On 8/17/22, SaaS Protection M365 Backups began to fail intermittently across a subset of SaaS customers, primarily for Microsoft Teams and Exchange. Beginning the morning of 8/23/22 - the frequency of these backup failures began to increase dramatically – impacting a larger cross-section of SaaS Protection customers.

The root cause of these failures was a bug introduced by Microsoft in the Exchange Web Services API.

SaaS Protection Engineering escalated this issue to Microsoft on the afternoon of 8/18/22, while in parallel exploring options to address the issue internally. Our Engineering team deployed a change that mitigated the problem on 8/24/22 at 16:00 UTC, after which Backup Success Rates quickly returned to normal levels. Microsoft deployed a fix for this issue to their service on 8/26/22.

Posted Sep 28, 2022 - 14:12 UTC

Resolved
This incident has been resolved.
Posted Sep 12, 2022 - 17:38 UTC
Update
We are continuing to monitor for any further issues.
Posted Aug 25, 2022 - 14:49 UTC
Monitoring
A fix has been implemented and we are monitoring the results.
Posted Aug 24, 2022 - 20:00 UTC
Update
At this time, Engineering is still investigating this issue. Upon further investigation, we have determined that the 500 errors and intermittent backup failures for Exchange and Teams are related to an API issue on the Microsoft side. Based on logging, Engineering has confirmed that this issue impacts all Exchange and Teams services intermittently across the fleet. Our team is currently working with Microsoft Premier Support to identify the root cause for the issue, so that we can identify a permanent fix.
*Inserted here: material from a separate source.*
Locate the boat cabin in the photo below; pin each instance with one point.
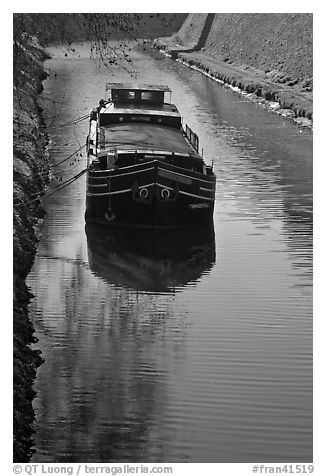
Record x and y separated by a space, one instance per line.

Engineering has identified a potential workaround that is currently in QA. Upon successful testing, we will deploy the workaround to production. We will provide another update within the next 24 hours.

You can monitor the current status of this issue at https://status.datto.com/
Posted Aug 23, 2022 - 22:34 UTC
Update
We are continuing to investigate this issue.
Posted Aug 19, 2022 - 18:13 UTC
Update
We are continuing to investigate this issue.
Posted Aug 18, 2022 - 20:14 UTC
Update
We are continuing to investigate this issue.
Posted Aug 18, 2022 - 16:48 UTC
Investigating
We are currently aware of a problem where backups for our SaaS applications are failing with an internal 500 error.
Our Engineering team is currently investigating this issue.
Currently, we do not have an ETA on when a fix will be available.
You can monitor the current status of this issue at https://status.datto.com/
Posted Aug 18, 2022 - 15:58 UTC
This incident affected: Datto SaaS Protection (SaaS Protection Backups).